Cada uno debe cumplir en esta hora con su deber. Yo puedo deciros que, si la hora no fuera de tanta gravedad, no habría habido influencia, amistad o argumento que me hubiesen hecho aceptar la candidatura a presidente de la República.

Yo lo tenía resuelto desde hace mucho tiempo. Pero cuando se va a librar una gran batalla en que se juegan los destinos de la patria; cuando el pueblo y los representantes legítimos del pueblo dentro de un partido, que, lo son sus dirigentes, entendían que un viejo general podía ser en la batalla un elemento más de probabilidad de triunfo, yo no podía más que responderle a mi partido: aquí estoy. Y tal como he contestado para mi candidatura, lo diré en el día de mañana si las reclamaciones de mi pueblo exigen que llevemos la cuestión a otro terreno. Sé que las palabras que digo son graves; por eso las digo con firmeza, y después de meditarlas.

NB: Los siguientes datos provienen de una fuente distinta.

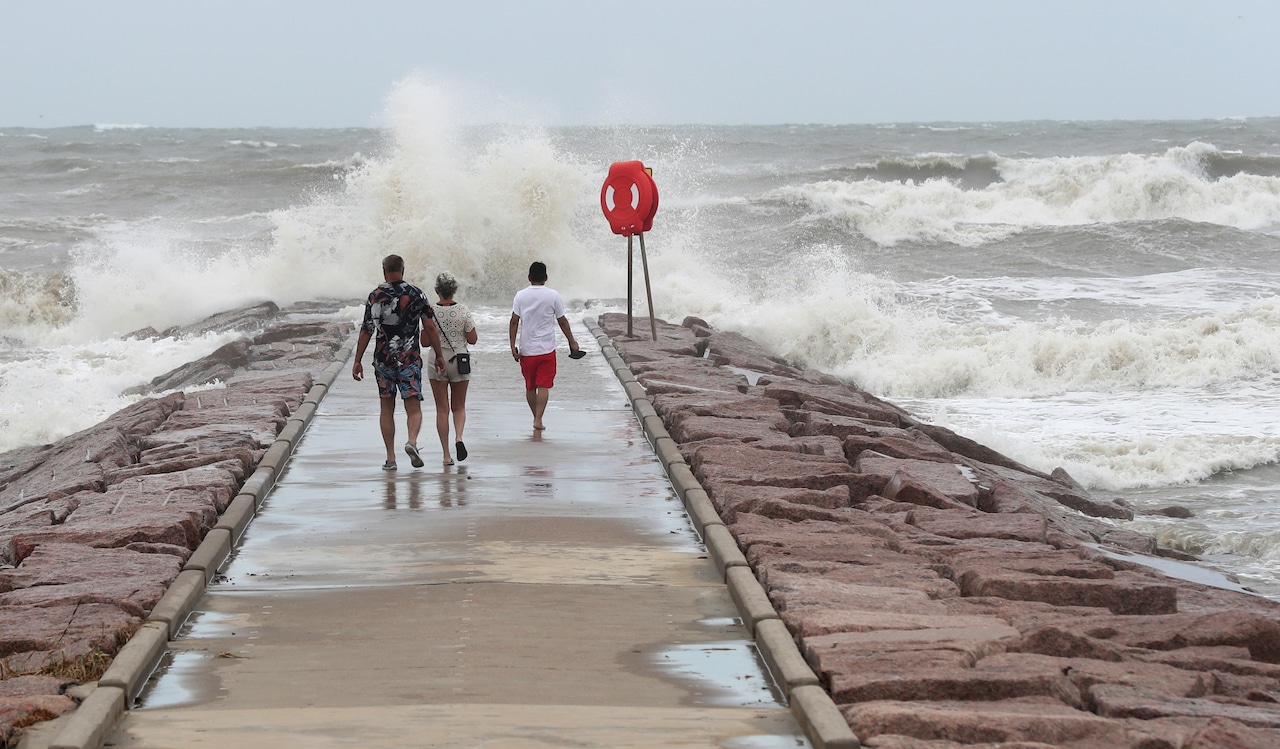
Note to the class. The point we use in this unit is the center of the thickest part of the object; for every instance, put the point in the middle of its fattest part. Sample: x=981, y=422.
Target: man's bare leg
x=414, y=410
x=538, y=403
x=387, y=423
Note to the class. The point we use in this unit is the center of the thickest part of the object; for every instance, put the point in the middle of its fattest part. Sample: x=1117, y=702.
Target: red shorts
x=539, y=370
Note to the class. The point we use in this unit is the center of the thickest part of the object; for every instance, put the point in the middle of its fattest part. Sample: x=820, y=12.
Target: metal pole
x=629, y=284
x=648, y=291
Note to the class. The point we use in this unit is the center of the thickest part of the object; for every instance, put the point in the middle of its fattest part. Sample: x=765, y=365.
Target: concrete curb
x=132, y=666
x=91, y=721
x=810, y=704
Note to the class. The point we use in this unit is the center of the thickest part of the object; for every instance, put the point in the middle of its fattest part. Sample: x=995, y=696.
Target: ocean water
x=1102, y=297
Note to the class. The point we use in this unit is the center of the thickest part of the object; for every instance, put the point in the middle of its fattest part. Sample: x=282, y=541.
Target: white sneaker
x=412, y=455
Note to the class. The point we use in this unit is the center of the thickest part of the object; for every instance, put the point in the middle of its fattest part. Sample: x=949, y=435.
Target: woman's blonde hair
x=446, y=284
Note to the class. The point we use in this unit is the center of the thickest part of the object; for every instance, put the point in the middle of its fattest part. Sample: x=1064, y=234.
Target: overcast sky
x=325, y=63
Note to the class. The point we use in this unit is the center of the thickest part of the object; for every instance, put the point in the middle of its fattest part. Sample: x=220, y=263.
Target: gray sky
x=327, y=63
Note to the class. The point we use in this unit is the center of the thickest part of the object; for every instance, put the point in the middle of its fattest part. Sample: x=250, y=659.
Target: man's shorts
x=394, y=375
x=539, y=370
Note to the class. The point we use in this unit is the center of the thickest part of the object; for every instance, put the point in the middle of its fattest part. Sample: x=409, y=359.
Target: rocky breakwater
x=942, y=593
x=95, y=526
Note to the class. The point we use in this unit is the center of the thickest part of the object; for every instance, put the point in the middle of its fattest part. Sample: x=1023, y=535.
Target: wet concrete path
x=548, y=592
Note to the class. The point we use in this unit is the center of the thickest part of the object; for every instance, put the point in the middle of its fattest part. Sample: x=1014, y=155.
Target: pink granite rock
x=748, y=465
x=18, y=712
x=1013, y=724
x=32, y=636
x=1127, y=702
x=732, y=498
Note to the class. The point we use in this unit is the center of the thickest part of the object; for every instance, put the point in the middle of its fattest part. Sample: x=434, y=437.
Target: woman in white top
x=457, y=330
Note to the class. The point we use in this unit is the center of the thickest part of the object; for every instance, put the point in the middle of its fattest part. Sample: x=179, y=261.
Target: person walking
x=535, y=313
x=449, y=387
x=393, y=313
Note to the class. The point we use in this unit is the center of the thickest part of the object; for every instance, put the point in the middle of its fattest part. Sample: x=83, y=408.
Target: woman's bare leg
x=440, y=392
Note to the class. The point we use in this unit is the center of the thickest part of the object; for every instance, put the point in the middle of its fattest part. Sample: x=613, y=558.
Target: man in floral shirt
x=393, y=313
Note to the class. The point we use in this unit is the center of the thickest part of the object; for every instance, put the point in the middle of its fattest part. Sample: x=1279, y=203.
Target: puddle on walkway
x=720, y=674
x=183, y=677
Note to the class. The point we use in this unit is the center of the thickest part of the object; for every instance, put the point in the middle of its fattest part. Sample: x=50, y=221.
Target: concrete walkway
x=548, y=592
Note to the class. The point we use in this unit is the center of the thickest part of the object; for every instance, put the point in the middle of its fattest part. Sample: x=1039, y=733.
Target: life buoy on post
x=630, y=200
x=629, y=197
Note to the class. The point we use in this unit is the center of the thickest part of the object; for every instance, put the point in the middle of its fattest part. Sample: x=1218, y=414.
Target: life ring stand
x=629, y=199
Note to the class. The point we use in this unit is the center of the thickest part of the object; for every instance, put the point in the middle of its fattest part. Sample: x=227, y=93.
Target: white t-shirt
x=538, y=307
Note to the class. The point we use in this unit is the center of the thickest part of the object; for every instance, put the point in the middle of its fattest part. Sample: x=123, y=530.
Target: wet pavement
x=547, y=592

No habría mayor dolor en mi alma; no habría mayor amargura en mi espíritu, que producir situaciones de violencia en mi patria. Sé todo lo que ellas significan, todos los interrogantes siniestros que plantean, y mi anhelo más fervoroso y más profundo sería que la paz reinara definitivamente en la familia argentina. Desaparecerían las diferencias, los odios, los rencores, que se substituirían por la lucha leal sobre las ideologías políticas. Pero también, me haré apretar el corazón, si es necesario, e iré donde tenga que ir para salvar a mi patria del predominio de la violencia y la falsedad y de la pérdida de sus instituciones libres(3).

ALVEAR, DERROTADO POR EL FRAUDE

Si bien, Leandro Lozada, uno de sus biógrafos, sugiere que, entre 1936 y 1937, su figura había sufrido un desgaste (4), fue la vieja artimaña política que estuvo tan enraizada durante la Década Infame, y acerca de la cual se refiere al candidato algunas veces en su alocución,  fue la que derrotó la fórmula presidencial Alvear Mosca.

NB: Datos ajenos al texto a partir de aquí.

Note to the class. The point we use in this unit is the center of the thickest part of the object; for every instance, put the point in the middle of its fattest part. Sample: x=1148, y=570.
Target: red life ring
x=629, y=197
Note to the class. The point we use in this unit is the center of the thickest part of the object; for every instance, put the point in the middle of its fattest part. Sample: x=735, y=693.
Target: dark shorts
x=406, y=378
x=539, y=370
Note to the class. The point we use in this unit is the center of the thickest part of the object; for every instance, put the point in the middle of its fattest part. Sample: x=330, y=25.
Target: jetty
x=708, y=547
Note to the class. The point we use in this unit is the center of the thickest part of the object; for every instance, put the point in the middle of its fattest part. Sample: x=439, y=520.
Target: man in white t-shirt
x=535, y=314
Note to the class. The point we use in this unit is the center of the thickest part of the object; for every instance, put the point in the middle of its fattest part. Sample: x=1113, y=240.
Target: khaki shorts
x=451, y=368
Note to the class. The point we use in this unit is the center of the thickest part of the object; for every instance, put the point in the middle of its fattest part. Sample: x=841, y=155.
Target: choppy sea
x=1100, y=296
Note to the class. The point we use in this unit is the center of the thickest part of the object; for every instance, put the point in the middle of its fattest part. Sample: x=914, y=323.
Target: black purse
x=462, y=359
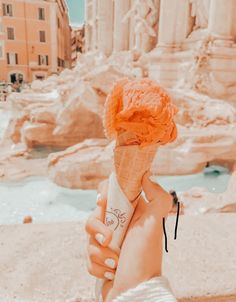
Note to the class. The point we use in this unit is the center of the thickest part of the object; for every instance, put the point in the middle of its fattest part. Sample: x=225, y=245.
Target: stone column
x=173, y=23
x=54, y=44
x=166, y=61
x=105, y=26
x=221, y=20
x=121, y=29
x=94, y=25
x=88, y=25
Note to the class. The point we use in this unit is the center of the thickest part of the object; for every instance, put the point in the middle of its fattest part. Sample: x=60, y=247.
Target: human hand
x=101, y=260
x=141, y=250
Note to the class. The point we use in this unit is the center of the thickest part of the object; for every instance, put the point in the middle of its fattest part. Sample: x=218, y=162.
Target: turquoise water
x=46, y=202
x=214, y=181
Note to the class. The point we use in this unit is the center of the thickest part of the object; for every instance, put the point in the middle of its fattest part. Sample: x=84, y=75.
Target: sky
x=76, y=11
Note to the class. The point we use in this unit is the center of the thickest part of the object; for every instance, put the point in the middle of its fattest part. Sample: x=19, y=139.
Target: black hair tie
x=175, y=203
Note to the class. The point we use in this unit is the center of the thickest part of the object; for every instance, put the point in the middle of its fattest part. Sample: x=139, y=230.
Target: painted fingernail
x=98, y=198
x=100, y=238
x=109, y=275
x=110, y=263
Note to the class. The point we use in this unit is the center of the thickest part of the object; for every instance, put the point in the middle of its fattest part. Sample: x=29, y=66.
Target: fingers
x=101, y=261
x=99, y=272
x=160, y=200
x=95, y=226
x=152, y=190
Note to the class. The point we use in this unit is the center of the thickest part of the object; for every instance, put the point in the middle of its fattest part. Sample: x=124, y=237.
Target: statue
x=200, y=10
x=145, y=14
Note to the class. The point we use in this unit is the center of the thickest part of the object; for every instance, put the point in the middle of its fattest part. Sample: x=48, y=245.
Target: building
x=187, y=40
x=77, y=43
x=34, y=39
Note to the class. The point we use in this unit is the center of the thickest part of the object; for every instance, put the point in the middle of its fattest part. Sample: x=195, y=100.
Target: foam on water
x=4, y=120
x=46, y=202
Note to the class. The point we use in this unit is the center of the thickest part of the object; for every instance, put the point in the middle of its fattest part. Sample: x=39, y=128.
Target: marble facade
x=196, y=38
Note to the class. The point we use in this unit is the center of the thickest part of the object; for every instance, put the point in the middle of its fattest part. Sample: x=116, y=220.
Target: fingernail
x=109, y=276
x=110, y=263
x=98, y=198
x=100, y=238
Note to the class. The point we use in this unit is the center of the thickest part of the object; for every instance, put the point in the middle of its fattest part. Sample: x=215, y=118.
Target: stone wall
x=188, y=42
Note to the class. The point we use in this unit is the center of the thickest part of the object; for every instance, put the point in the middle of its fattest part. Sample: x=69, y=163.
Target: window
x=60, y=62
x=7, y=10
x=1, y=26
x=10, y=33
x=41, y=12
x=39, y=77
x=42, y=36
x=43, y=60
x=12, y=58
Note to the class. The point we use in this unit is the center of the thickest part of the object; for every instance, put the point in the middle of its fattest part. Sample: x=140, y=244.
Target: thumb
x=152, y=190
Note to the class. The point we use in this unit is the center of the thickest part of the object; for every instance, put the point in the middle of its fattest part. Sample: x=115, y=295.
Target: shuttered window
x=12, y=58
x=10, y=33
x=7, y=10
x=41, y=13
x=42, y=59
x=42, y=36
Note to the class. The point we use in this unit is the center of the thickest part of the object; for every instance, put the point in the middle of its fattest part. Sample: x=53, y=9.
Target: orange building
x=35, y=39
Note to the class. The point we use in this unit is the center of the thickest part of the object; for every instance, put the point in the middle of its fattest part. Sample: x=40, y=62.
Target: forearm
x=140, y=258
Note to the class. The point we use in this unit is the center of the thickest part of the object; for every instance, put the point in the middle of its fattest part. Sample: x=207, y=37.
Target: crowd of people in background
x=7, y=88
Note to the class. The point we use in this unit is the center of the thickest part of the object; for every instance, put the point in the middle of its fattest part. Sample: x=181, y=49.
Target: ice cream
x=139, y=114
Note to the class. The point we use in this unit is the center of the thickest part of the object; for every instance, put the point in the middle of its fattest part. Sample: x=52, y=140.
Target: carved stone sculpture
x=145, y=14
x=200, y=10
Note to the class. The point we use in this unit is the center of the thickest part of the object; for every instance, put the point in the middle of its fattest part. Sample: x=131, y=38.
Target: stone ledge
x=47, y=262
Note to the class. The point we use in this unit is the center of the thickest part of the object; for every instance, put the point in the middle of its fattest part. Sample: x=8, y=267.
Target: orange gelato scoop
x=142, y=108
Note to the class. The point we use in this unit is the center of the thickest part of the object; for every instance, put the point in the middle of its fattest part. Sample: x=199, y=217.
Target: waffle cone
x=130, y=164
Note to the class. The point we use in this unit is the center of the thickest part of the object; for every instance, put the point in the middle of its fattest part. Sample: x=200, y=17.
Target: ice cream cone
x=139, y=115
x=130, y=164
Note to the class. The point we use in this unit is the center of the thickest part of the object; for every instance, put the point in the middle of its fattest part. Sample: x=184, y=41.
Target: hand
x=101, y=260
x=141, y=250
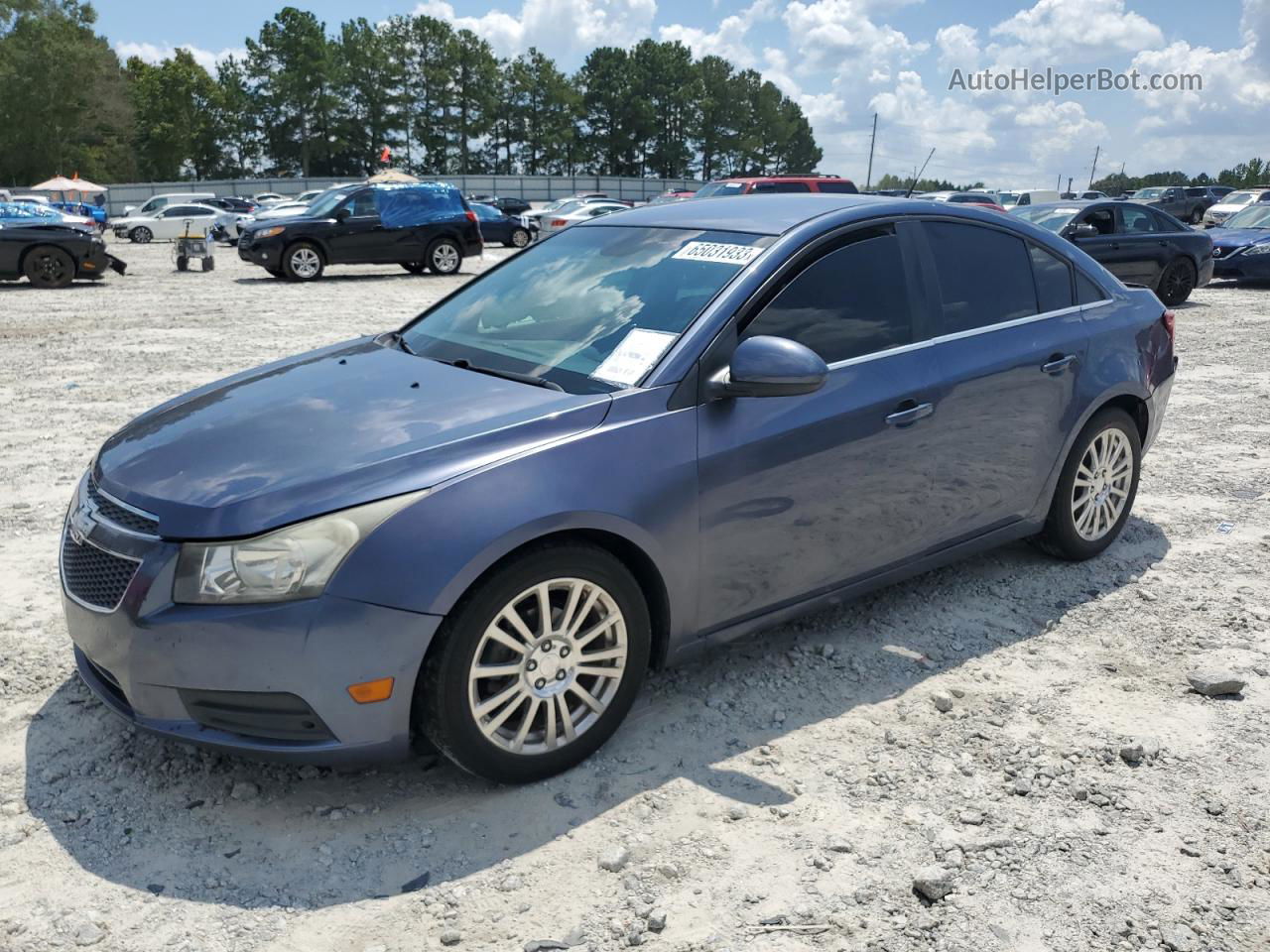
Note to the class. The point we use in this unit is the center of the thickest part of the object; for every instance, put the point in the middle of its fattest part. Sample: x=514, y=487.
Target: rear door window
x=849, y=302
x=984, y=275
x=1053, y=280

De esta manera, abrió paso al poder al conservadurismo amalgamado con una rama de la UCR Antipersonalista y otros partidos que formaron la denominada “Concordancia”. El proyecto político nacional de Alvear, una vez más, quedó cercenado por el fraude.

NOTAS

(1) Diario «Crítica», año XXIV, n° 8393, Buenos Aires, 14 de agosto de 1937, pág. 3.

(2) Digitalizado por Juan Mondelli.

(3) «Hechos e Ideas», Revista Radical, n° 24, Buenos Aires, agosto de 1937, págs. 263-266.

(4) Cfr. Marcelo T. de Alvear. Revolucionario, presidente y líder republicano, Buenos Aires, Edhasa, 2016, pág. 217.